Down to Earth by Betty Culley

Author:Betty Culley [Culley, Betty]
Language: eng
Format: epub
Publisher: Random House Children's Books
Published: 2021-08-24T00:00:00+00:00


Fusion crusts on freshly fallen meteorites vary enormously. Often smooth, crusts can also be decorated with spattered droplets, or strings and rivulets of molten material. Rounded pits and depressions resembling thumb prints in a ball of clay are found on the surfaces of many meteorites.

—Alex Bevan and John de Laeter, Meteorites: A Journey Through Space and Time

DAD SQUINTS out the window at the thermometer nailed to a porch post.

“Please take my coat, hat, and winter boots for the walk,” Dad says to Miles Morgan. “It’s twenty-eight degrees out there and the wind is blowing.”

The curator opens his briefcase again, takes out a thin silver camera, and puts it in his inside jacket pocket.

“No thank you, Mr. Bower, though I do appreciate your kind offer of winter apparel. However, I wish to go as I am”—and again the curator holds his arms out to his sides—“when I pay my respects to the stone in question. Will the young lady who fancies red be accompanying us?” the curator asks Birdie.

“Want to go to the big rock?” I translate for Birdie.

Birdie flies out of her swing in an instant, landing on the floor with both feet. She pulls on her own hat and steps into her red boots. Mom helps Birdie into her coat and lets her leave the top button open so she can feel the tie Dr. Morgan gave her.
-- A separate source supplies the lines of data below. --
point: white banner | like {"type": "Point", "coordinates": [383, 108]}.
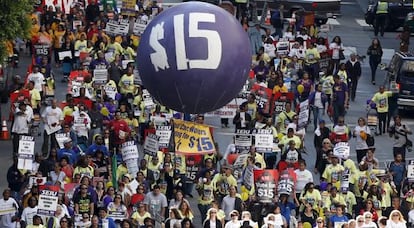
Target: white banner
{"type": "Point", "coordinates": [117, 27]}
{"type": "Point", "coordinates": [303, 114]}
{"type": "Point", "coordinates": [100, 76]}
{"type": "Point", "coordinates": [164, 134]}
{"type": "Point", "coordinates": [26, 153]}
{"type": "Point", "coordinates": [151, 145]}
{"type": "Point", "coordinates": [139, 26]}
{"type": "Point", "coordinates": [263, 139]}
{"type": "Point", "coordinates": [341, 150]}
{"type": "Point", "coordinates": [48, 201]}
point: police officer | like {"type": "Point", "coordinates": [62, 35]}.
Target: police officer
{"type": "Point", "coordinates": [381, 16]}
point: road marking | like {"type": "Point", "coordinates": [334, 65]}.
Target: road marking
{"type": "Point", "coordinates": [332, 21]}
{"type": "Point", "coordinates": [362, 22]}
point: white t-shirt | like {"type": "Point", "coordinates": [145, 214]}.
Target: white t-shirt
{"type": "Point", "coordinates": [27, 215]}
{"type": "Point", "coordinates": [302, 178]}
{"type": "Point", "coordinates": [38, 79]}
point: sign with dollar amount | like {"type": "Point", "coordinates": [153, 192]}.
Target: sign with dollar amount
{"type": "Point", "coordinates": [192, 138]}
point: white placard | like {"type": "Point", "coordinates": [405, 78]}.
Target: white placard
{"type": "Point", "coordinates": [117, 27]}
{"type": "Point", "coordinates": [303, 114]}
{"type": "Point", "coordinates": [164, 134]}
{"type": "Point", "coordinates": [341, 150]}
{"type": "Point", "coordinates": [48, 201]}
{"type": "Point", "coordinates": [151, 145]}
{"type": "Point", "coordinates": [110, 91]}
{"type": "Point", "coordinates": [139, 26]}
{"type": "Point", "coordinates": [7, 208]}
{"type": "Point", "coordinates": [63, 54]}
{"type": "Point", "coordinates": [130, 156]}
{"type": "Point", "coordinates": [263, 139]}
{"type": "Point", "coordinates": [100, 76]}
{"type": "Point", "coordinates": [26, 153]}
{"type": "Point", "coordinates": [61, 138]}
{"type": "Point", "coordinates": [146, 97]}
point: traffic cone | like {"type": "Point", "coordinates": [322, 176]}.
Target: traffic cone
{"type": "Point", "coordinates": [4, 131]}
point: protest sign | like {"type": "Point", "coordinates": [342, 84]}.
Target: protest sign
{"type": "Point", "coordinates": [130, 156]}
{"type": "Point", "coordinates": [341, 150]}
{"type": "Point", "coordinates": [151, 145]}
{"type": "Point", "coordinates": [48, 200]}
{"type": "Point", "coordinates": [164, 134]}
{"type": "Point", "coordinates": [263, 140]}
{"type": "Point", "coordinates": [64, 54]}
{"type": "Point", "coordinates": [286, 183]}
{"type": "Point", "coordinates": [280, 100]}
{"type": "Point", "coordinates": [100, 76]}
{"type": "Point", "coordinates": [192, 138]}
{"type": "Point", "coordinates": [139, 26]}
{"type": "Point", "coordinates": [248, 177]}
{"type": "Point", "coordinates": [303, 114]}
{"type": "Point", "coordinates": [117, 27]}
{"type": "Point", "coordinates": [110, 91]}
{"type": "Point", "coordinates": [41, 50]}
{"type": "Point", "coordinates": [265, 182]}
{"type": "Point", "coordinates": [128, 7]}
{"type": "Point", "coordinates": [242, 140]}
{"type": "Point", "coordinates": [193, 163]}
{"type": "Point", "coordinates": [26, 153]}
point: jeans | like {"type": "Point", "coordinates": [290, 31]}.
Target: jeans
{"type": "Point", "coordinates": [373, 64]}
{"type": "Point", "coordinates": [317, 113]}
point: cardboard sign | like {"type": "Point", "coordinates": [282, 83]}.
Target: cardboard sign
{"type": "Point", "coordinates": [110, 91]}
{"type": "Point", "coordinates": [130, 156]}
{"type": "Point", "coordinates": [303, 114]}
{"type": "Point", "coordinates": [128, 7]}
{"type": "Point", "coordinates": [61, 138]}
{"type": "Point", "coordinates": [265, 182]}
{"type": "Point", "coordinates": [48, 201]}
{"type": "Point", "coordinates": [243, 140]}
{"type": "Point", "coordinates": [263, 139]}
{"type": "Point", "coordinates": [341, 150]}
{"type": "Point", "coordinates": [41, 50]}
{"type": "Point", "coordinates": [151, 145]}
{"type": "Point", "coordinates": [26, 152]}
{"type": "Point", "coordinates": [193, 163]}
{"type": "Point", "coordinates": [117, 27]}
{"type": "Point", "coordinates": [164, 134]}
{"type": "Point", "coordinates": [192, 138]}
{"type": "Point", "coordinates": [140, 26]}
{"type": "Point", "coordinates": [64, 54]}
{"type": "Point", "coordinates": [100, 76]}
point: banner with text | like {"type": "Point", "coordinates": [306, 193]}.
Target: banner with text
{"type": "Point", "coordinates": [192, 138]}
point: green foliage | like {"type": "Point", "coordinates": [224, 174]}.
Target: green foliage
{"type": "Point", "coordinates": [14, 21]}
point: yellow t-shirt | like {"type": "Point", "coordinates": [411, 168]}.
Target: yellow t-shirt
{"type": "Point", "coordinates": [333, 174]}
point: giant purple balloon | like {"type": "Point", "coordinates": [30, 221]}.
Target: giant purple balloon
{"type": "Point", "coordinates": [194, 57]}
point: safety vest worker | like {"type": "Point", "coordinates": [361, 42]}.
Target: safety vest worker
{"type": "Point", "coordinates": [382, 8]}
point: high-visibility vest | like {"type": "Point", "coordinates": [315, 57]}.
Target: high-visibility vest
{"type": "Point", "coordinates": [382, 8]}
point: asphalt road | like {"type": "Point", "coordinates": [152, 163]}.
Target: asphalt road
{"type": "Point", "coordinates": [356, 37]}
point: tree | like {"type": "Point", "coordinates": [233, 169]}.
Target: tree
{"type": "Point", "coordinates": [14, 21]}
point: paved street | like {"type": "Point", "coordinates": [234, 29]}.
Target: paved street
{"type": "Point", "coordinates": [356, 37]}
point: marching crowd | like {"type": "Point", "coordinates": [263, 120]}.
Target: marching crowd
{"type": "Point", "coordinates": [96, 189]}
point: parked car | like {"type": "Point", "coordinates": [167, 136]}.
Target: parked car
{"type": "Point", "coordinates": [400, 79]}
{"type": "Point", "coordinates": [397, 12]}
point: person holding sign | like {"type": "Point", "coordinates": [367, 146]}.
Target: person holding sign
{"type": "Point", "coordinates": [23, 116]}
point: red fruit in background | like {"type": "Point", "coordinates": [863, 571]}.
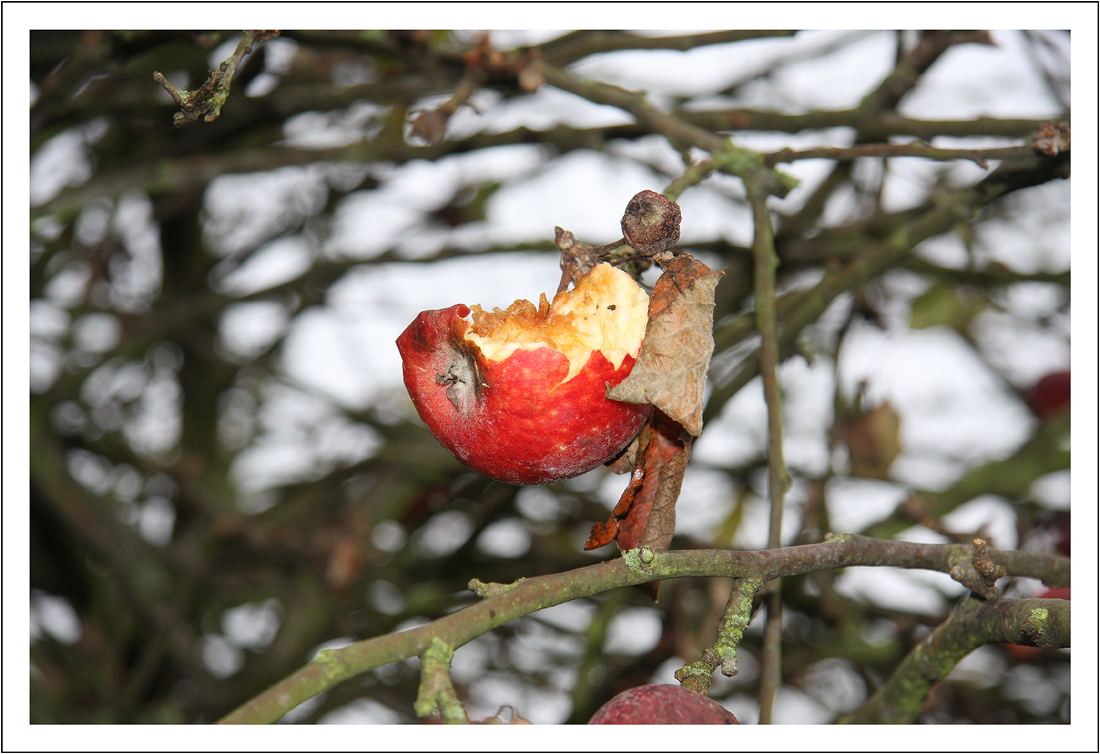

“All gone,” Birdie tells Dr. Morgan. “Swam away.”

Mom and Dad and I look at each other.

“All gone,” Birdie sings this time. “All gone.”

“Are you coming with us, too?” I ask my parents.

“I think I’ll lie down for a bit.” Mom yawns, even though she didn’t wake up that long ago.

“I’m bringing food down to the National Guard and checking on the town well,” Dad says.

I lead the way to the meteorite again, but this time it’s just me and Miles Morgan and Birdie. She runs ahead, filling her pockets with pebbles.

“That’s my uncle Lincoln’s house.” I point to Bower Two as we pass the small cedar-shingled building. “He’s the oldest brother. And the three-story house below it is Uncle Braggy’s.”

“That is a rather tall house for this locale. Though I myself reside on the seventeenth floor.”

“SEVENTEENTH FLOOR!” I’m so surprised I stop in my tracks, trying to imagine how high into the sky seventeen floors would take me.

“That is quite commonplace in Manhattan. Building up is a practical solution for limited space. I do have a small balcony with a very fine view of Central Park, but it doesn’t compare with the natural beauty you have here.”

“Don’t tell Braggy about the seventeenth floor. He thinks he lives in the highest house.”

“My lips are sealed.” The curator holds one finger up to his mouth.

We get to the place where our house was. I can’t see the top of the chimney anymore. The only sign that our house was ever there are the bricks and roof shingles washed up next to the water. There isn’t any more wood or pieces of the house in the water.